As disruptive as it is pervasive, the Internet has created thoroughly new ways of doing business, exchanging information and delivering goods and services. It has both deepened and broadened interaction between individuals, interest groups, industry and policy makers.
In effect, the Internet has not only redefined the meaning of community; it has also created wholly new communities. The Internet phenomenon called Web 2.0, embodying diffused/participative tools such as wikis, Facebook and blogs, is now sweeping across the globe. Alongside, this has begun to sound the death knell for traditional gatekeepers of knowledge, from icons in the print media to databases such as Lexis-Nexis. Healthcare IT is no exception to this rule.
The healthcare applications of Web 2.0, known as Medicine 2.0 and Health 2.0, allow individuals to access not only vast amounts of healthcare data but structured information, and participate in continuously enhancing the content and utility of the latter. These developments, in turn, will lead to improving healthcare delivery.
Across most sectors of business, informed consumers have redefined the way corporations anticipate and respond to their needs. Medicine 2.0 and Health 2.0 are creating the informed healthcare consumer – the Empowered Patient. As a result, e-health is unlikely to be dictated from the ivory tower of policy, or reflect the take-it or leaveit philosophy corporations (and lawmakers) had got used to – before the advent of the digital age.
But the path forward is by no means clear, or straight. Our Cover Story explains the challenges faced in developing and replicating large-scale Medicine 2.0 or Health 2.0 models from the Internet.
Having informed consumers/patients is clearly desirable. Though Medicine 2.0 and Health 2.0 will help make e-health more patient-driven and participative, there are other concerns, not least in terms of ethics and law, which could undermine success.
One major risk is that technology feeds on itself, and acquires autonomous momentum. This has happened in the past, in other areas. In ehealth, however, the implications would be more serious, threatening some near-sacred tenets such as the physician-patient relationship, informed consent, privacy and liability. An incisive analysis of such issues is provided in the article ‘e-health and its Challenges: The Technological Imperative’.
Meanwhile, even as Empowered Patients seek to make sure that e-health serves their interest, the voice of another key healthcare actor, the nursing professional, has so far been largely overlooked. Closer involvement of nurses is urgent to make healthcare IT meaningful for healthcare practitioners, the State, and above all, patients. The first steps, according to a senior nursing professional, should be taken by nurses themselves (see ‘Nursing and e-health’).
In an age where hospitals symbolise modernity, it may be salutary to take note of a comment by one of the world’s best known nurses, Florence Nightingale, 150 years ago: that hospitals were no more than an ‘intermediate’ stage of civilisation. To assess what hospitals might look like 150 years from now is surely an exciting challenge.

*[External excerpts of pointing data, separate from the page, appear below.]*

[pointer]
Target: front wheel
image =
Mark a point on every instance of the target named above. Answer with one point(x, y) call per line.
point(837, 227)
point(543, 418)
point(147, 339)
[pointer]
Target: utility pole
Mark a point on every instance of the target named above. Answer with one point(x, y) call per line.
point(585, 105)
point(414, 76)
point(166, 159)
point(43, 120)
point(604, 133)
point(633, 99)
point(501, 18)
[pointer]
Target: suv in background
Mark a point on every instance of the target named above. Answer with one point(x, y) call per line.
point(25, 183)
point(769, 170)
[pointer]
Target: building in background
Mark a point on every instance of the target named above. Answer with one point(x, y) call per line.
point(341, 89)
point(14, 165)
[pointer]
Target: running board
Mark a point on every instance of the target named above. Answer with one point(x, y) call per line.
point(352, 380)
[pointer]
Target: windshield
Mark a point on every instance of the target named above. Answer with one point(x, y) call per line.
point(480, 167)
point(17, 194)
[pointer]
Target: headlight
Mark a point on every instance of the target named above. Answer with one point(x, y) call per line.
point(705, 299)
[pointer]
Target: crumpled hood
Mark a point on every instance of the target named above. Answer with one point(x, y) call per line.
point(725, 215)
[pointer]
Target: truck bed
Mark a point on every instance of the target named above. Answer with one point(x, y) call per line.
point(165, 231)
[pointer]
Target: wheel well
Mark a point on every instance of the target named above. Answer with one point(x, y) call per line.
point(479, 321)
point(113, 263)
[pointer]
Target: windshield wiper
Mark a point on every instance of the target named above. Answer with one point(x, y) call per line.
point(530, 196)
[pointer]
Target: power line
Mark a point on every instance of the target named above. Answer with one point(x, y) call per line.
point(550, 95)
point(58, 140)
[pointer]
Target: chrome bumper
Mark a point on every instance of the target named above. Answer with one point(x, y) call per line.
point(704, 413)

Towards this, experts from Britain and the Netherlands (see ‘Capital in the City: Investing in the Hospital of the Future’) attempt to deconstruct the roles of a hospital in healthcare delivery. These range from the ‘office’ to the ‘hotel’, from the functional to the ‘factory-like’. Their exercise, however, aims less at futurology than at helping hospital management get a grip on understanding change, a phenomenon which has been ever-present since Ms. Nightingale’s thesis of ‘intermediacy’.
Interestingly, given our observations above, the writers conclude that “Medicine 2.0 cannot create a culture of knowledge management.”
Like much else in e-health and healthcare IT, the jury is (still) out.